Sarayın en özel yetkili ağaları, yöneticileridirler. Bu öğrencilerin zülüfleri olurdu ama bu zülüflerin Yahudilerin zülüfleriyle bir alakası yoktur. Yahudilerde de zülüf var, çünkü Yahudiler: “Hz. Musa bizi bu zülüflerden tanıyacak, bu zülüflerimizden bizi tutup cennete atacak.” diye inanıyorlar. Yahudilerin zülüfleri kalın kalın olur. Has ağaların zülüfleri ise kurşun kalem gibi inceciktir. Zülüflerin uzunluğu öğrencinin rütbesini gösterir; zülüfü uzun olan öğrenci kısa olana göre daha kıdemlidir. Birinci ikinci sınıf öğrencilerin zaten hiç zülüfü yoktur. Zülüfler son sınıf öğrencilerinde var; bu bir rütbe gösteren üniforma gibidir. Son sınıfta otuz dokuz öğrenci var. Bu öğrencilerin iki vazifesi var. Birinci vazifeleri, yirmi dört saat ikişer ikişer padişahın arkasında nöbet tutup staj görmek. Bütün devlet padişahın etrafında dönüyor, devleti yönetmeyi öğreniyordu. Bunlar mezun olunca Sokullu Mehmet Paşa, Semiz Ali Paşa, Piyale Paşa, Gürcü Mehmet Paşa olacaklar ve karşı avludaki Duhteran Mektebi’nden en kıdemli kızla evlendirilecek, dünyanın dört bir yanını yönetmeye ve hizmet götürmeye gönderileceklerdir.
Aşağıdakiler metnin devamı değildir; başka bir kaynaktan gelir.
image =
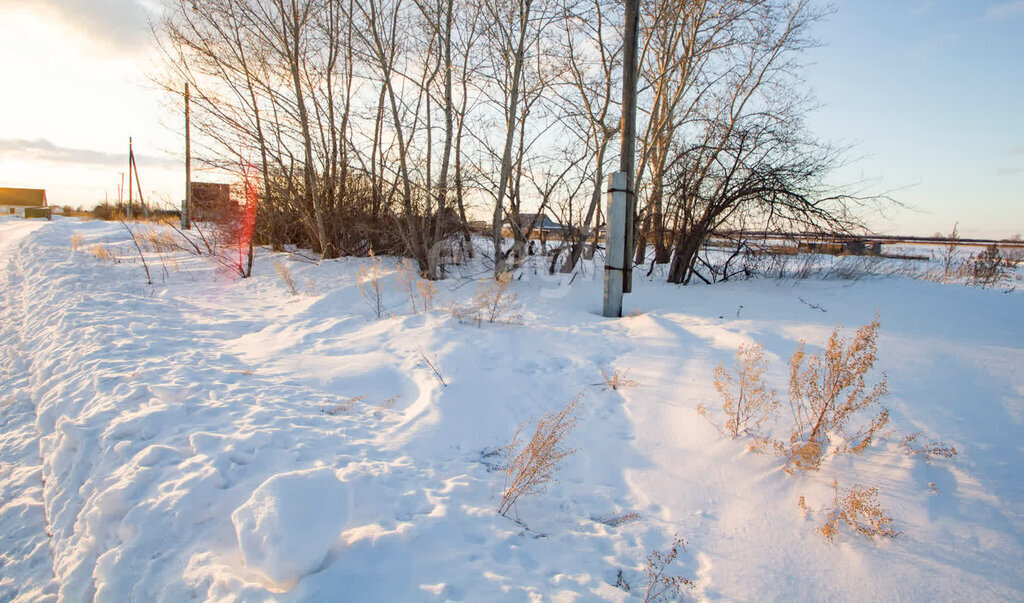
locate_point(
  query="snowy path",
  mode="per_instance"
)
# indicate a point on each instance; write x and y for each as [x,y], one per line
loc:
[172,418]
[26,562]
Enderun’da yedi sınıf var, her sınıf öğrencinin ders dışı ikinci bir vazifesi var. Küçük oda ve büyük oda öğrencileri mutfak hizmetlerinde çalıştırılıyor. Üçüncü sınıf “seferler” saray elbiseleriyle ilgili hizmetleri yapıyorlar. Dördüncü sınıf “kuşhane” kuşlara bakıyorlar. Beşinci sınıf “hazine” hazineye bakıyorlar. Altıncı sınıf “kiler” bunlar avlunun genel hiyerarşisini yönetiyor. Yedinci sınıf “has daire” talebelerinin ikinci vazifeleri kutsal emanetlerin bakımını yapmak. Beni en çok etkileyen de bu. Son sınıfa gelen çocuğa Peygamberimiz’in hırkasını emanet ediyor. “Bundan sonra onlara sen bakacaksın, tozunu sen alacaksın…” İnsan nasıl onure olur bir düşünün. Bu çocuk mezun olduğunda ise en büyük emaneti, insanı teslim ediyorlar. Peygamber Efendimiz’in (sav) bir sözü var: “İnsan kalbi Kâbe’den daha kıymetlidir. İnsan kalbini kıran Kâbe’yi yıkmaktan daha büyük günaha girmiş olur.” Keşke hepimiz hayatlarımızı buna göre şekillendirebilsek, hiç kalp kırmasak. Enderun Mektebi’ndeki genç, Sokullu Mehmet Paşa olduğu zaman o gence devlet, toplum, insan emanet edilir. Artık ona sorumluluğun en ağırı verilir. Osmanlı’da genç böyle şekilleniyor. Bugün bakıyoruz nesillerimize, biz bugün çocuklarımıza sorumluluk yüklemiyoruz. Aman yavrum, aman paşam sen dersine bak, başka hiçbir şeyle uğraşma… Çocuğa sorumluluk yüklersek o çocuk pişer, bir yerlere gelir. Hep pışpışlanıyorsa yetişkin insan olduğunda kendi ayakları üzerinde duramaz ve duramıyorlar da.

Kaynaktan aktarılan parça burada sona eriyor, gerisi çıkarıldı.